High and rising clinical development costs, coupled with declining drug discovery success rates and slowing corporate earnings growth have forced pharmaceutical companies to re-evaluate their drug development process in order to reduce attrition rates, shorten drug development timescales and remain competitive.

Over the next decade biomarkers are expected to radically alter the way in which pharmaceutical companies determine the economic viability of their drug discovery process.
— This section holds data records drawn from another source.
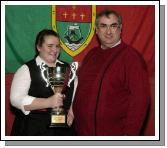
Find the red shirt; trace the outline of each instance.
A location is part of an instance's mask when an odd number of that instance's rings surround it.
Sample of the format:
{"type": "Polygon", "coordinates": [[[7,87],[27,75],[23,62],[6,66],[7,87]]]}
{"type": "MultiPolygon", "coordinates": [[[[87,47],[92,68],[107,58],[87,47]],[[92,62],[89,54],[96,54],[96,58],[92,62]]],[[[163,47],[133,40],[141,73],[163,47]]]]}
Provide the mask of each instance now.
{"type": "Polygon", "coordinates": [[[73,102],[78,135],[139,135],[149,105],[146,65],[132,47],[92,49],[73,102]]]}

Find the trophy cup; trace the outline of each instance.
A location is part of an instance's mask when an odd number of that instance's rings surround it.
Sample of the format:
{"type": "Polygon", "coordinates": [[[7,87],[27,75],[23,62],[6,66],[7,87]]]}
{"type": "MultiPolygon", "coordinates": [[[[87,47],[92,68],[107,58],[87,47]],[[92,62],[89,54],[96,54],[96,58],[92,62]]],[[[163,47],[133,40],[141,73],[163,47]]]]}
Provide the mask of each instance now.
{"type": "MultiPolygon", "coordinates": [[[[77,67],[77,62],[73,62],[70,65],[70,70],[64,65],[47,68],[47,80],[54,93],[62,93],[66,86],[70,87],[70,83],[76,75],[77,67]]],[[[50,127],[68,127],[67,111],[63,106],[58,106],[51,110],[50,127]]]]}

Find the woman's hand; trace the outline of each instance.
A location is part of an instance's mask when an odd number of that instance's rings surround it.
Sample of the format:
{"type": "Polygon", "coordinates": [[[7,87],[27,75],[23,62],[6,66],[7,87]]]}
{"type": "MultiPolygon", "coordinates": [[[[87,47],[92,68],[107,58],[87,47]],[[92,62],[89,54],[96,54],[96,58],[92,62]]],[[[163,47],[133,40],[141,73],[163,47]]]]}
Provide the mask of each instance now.
{"type": "Polygon", "coordinates": [[[73,121],[74,121],[74,114],[73,114],[72,105],[71,105],[70,109],[68,111],[68,114],[67,114],[67,124],[68,124],[68,126],[71,126],[73,121]]]}
{"type": "Polygon", "coordinates": [[[49,97],[48,106],[49,108],[55,108],[63,105],[64,95],[60,93],[55,93],[53,96],[49,97]]]}

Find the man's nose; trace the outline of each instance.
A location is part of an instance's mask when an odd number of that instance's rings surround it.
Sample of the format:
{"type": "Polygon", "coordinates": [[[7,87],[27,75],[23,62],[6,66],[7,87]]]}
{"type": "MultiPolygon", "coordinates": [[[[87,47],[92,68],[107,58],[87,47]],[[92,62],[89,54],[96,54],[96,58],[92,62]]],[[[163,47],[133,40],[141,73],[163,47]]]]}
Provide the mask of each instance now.
{"type": "Polygon", "coordinates": [[[110,26],[107,26],[107,28],[106,28],[106,32],[107,32],[107,34],[110,34],[110,33],[112,32],[110,26]]]}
The use of biomarkers to aid the discovery of promising products will:

• Create an enhanced understanding of the clinical development process and
• Help to facilitate the shift towards 'personalised’ medicine

InVenio™ Technology will be a key tool that enables pharmaceutical and biotechnology companies to:

1.  Make a step change in the discovery of novel drug targets – The identification of new protein biomarkers may be the entry point for new drug discovery programmes:

• a protein biomarker may present a target for a new drug entity to be created to impact upon progress of a disease;

• unravelling the biochemistry behind the particular levels of protein biomarkers can provide significant insight into the underlying mechanisms of the disease process and allow scientists to intervene with a therapeutic drug at the correct point in the disease’s progression.
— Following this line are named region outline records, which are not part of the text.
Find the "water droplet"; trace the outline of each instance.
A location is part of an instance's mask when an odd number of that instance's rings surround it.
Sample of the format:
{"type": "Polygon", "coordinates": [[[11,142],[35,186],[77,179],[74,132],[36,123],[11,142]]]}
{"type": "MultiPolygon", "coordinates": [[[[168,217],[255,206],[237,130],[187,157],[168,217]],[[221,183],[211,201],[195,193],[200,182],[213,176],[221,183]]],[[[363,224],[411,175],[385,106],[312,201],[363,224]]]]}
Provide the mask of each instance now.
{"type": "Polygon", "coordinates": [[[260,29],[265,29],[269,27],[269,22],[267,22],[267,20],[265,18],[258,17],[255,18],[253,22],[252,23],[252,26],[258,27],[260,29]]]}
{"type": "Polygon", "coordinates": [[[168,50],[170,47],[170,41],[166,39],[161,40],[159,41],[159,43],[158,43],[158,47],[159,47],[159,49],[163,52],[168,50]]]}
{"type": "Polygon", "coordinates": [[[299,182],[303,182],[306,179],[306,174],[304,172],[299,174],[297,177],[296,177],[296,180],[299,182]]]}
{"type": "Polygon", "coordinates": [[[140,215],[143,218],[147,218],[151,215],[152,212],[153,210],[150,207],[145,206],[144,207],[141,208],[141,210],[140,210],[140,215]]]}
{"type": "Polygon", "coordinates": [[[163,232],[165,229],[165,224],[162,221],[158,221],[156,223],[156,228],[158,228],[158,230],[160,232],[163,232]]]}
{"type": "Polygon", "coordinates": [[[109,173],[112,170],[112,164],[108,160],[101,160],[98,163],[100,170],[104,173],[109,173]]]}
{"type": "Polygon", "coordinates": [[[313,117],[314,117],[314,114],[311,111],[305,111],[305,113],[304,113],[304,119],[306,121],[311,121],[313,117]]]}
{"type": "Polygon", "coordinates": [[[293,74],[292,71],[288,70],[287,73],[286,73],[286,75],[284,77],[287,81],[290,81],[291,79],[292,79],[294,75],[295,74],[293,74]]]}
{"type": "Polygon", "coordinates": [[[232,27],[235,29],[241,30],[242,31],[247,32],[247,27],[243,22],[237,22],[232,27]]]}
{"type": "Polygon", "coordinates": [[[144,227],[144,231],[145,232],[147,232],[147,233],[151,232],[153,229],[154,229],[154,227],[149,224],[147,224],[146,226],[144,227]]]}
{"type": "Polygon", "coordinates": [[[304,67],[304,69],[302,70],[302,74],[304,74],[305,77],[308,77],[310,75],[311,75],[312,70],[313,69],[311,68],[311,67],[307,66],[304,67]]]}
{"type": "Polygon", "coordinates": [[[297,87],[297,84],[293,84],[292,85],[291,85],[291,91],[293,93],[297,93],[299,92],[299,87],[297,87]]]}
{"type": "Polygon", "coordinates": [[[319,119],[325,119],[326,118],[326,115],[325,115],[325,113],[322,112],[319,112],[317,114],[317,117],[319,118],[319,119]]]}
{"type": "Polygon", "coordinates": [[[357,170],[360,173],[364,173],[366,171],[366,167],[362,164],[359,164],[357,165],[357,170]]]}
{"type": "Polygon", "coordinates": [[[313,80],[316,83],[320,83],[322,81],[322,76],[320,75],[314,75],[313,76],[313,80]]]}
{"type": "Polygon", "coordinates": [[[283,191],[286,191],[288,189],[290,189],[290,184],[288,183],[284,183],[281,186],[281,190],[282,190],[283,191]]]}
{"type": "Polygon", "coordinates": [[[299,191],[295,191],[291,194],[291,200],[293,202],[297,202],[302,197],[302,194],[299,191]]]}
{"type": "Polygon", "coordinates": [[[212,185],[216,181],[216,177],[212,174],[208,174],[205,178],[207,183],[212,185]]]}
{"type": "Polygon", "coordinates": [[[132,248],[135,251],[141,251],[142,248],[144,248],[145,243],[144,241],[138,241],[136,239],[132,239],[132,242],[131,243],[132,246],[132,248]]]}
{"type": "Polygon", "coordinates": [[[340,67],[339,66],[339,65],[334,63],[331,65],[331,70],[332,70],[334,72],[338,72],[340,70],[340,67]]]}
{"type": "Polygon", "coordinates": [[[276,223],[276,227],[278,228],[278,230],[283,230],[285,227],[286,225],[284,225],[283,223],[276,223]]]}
2.  Reduce the costs of drug discovery and clinical trials and shorten drug development times translating into higher sales associated with  longer patent protection in the market by:

• Streamlining the drug discovery process by identifying whether a potential drug will be effective on a significant proportion of the population and eliminating those that will not be from the discovery pipeline earlier than can be achieved with current technologies.
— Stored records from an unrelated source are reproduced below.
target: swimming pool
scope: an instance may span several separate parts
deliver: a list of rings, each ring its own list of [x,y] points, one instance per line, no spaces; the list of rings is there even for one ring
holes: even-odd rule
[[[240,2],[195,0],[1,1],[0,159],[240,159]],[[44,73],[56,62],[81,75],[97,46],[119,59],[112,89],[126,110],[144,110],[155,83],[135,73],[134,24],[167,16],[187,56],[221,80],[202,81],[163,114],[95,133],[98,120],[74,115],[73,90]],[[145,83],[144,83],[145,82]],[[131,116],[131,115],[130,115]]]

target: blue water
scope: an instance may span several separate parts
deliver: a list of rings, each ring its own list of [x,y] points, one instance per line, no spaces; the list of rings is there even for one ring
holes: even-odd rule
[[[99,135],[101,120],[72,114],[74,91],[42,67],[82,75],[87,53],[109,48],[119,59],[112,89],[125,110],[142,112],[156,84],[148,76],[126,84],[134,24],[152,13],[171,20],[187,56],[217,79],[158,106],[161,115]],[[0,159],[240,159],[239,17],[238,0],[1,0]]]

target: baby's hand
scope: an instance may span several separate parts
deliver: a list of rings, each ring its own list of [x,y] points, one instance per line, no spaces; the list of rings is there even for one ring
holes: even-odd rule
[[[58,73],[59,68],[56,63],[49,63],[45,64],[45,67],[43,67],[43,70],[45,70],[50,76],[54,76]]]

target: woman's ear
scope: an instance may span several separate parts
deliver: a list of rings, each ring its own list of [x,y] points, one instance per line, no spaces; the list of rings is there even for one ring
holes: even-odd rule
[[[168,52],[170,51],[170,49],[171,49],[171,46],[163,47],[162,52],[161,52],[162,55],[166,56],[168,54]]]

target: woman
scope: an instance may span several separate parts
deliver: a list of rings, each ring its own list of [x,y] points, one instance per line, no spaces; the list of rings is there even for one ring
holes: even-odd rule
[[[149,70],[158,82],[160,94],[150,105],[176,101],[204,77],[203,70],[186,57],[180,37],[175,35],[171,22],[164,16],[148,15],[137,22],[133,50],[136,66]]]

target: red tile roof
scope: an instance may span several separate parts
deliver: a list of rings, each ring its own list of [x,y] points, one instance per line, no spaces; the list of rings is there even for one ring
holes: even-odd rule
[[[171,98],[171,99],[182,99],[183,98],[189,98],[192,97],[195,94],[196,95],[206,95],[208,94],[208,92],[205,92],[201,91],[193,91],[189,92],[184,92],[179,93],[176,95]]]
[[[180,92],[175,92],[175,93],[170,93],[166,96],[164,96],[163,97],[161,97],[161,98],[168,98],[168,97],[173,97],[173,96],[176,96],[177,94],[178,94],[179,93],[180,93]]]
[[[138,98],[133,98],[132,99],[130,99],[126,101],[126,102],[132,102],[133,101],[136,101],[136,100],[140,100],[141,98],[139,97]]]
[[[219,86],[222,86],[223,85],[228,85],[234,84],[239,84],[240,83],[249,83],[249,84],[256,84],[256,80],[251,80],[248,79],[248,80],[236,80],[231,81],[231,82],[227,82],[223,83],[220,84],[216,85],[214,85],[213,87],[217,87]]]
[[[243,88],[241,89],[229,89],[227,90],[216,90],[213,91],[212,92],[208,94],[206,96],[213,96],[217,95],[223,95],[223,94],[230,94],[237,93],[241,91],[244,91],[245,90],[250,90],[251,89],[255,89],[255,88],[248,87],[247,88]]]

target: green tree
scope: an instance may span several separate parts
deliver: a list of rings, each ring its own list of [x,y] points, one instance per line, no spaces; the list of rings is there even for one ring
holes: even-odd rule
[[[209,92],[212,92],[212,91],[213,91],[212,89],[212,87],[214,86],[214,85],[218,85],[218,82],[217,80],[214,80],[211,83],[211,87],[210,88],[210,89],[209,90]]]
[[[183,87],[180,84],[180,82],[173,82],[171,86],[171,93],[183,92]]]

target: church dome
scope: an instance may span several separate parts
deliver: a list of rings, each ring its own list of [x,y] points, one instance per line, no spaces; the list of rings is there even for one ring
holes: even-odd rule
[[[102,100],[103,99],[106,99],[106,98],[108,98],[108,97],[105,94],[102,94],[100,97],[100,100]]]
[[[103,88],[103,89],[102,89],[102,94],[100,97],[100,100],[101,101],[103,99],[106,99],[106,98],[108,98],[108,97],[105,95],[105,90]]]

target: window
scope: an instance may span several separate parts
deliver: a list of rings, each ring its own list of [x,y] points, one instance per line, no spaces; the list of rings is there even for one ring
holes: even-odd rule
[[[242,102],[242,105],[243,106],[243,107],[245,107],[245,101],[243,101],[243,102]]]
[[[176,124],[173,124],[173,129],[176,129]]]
• Reducing the size and timescales of clinical trials by identifying biomarkers that can be used as surrogate end-points for clinical trials thus reducing the number of patients required per clinical trial and/or the length of the clinical trial and hence both increasing the speed of a drug to market and reducing the costs of clinical trials.

3.  Improve the regulatory success rate for market approval and develop combined drug/diagnostic tests needed for personalised prescribing – for example, if it can be demonstrated that a drug will be effective for patients that have a specific protein biomarker, but not for those without this, it would be possible to provide a test for the specific biomarker that could be taken before a specific drug was prescribed, hence significantly increasing the effectiveness of the drug.

By streamlining the drug development process and reducing the size of patient cohorts and time required for clinical trials it has been estimated that:

• The cost of development of an average drug may be reduced by as much as $80m 

• This would result in a cost saving to a pharmaceutical company of the order of $500m  per annum.

Achieving a reduction in the time to market impacts significantly on the period that a therapeutic may be marketable prior to expiry of patents. For blockbuster drugs this could be worth in excess of $1.5bn per annum.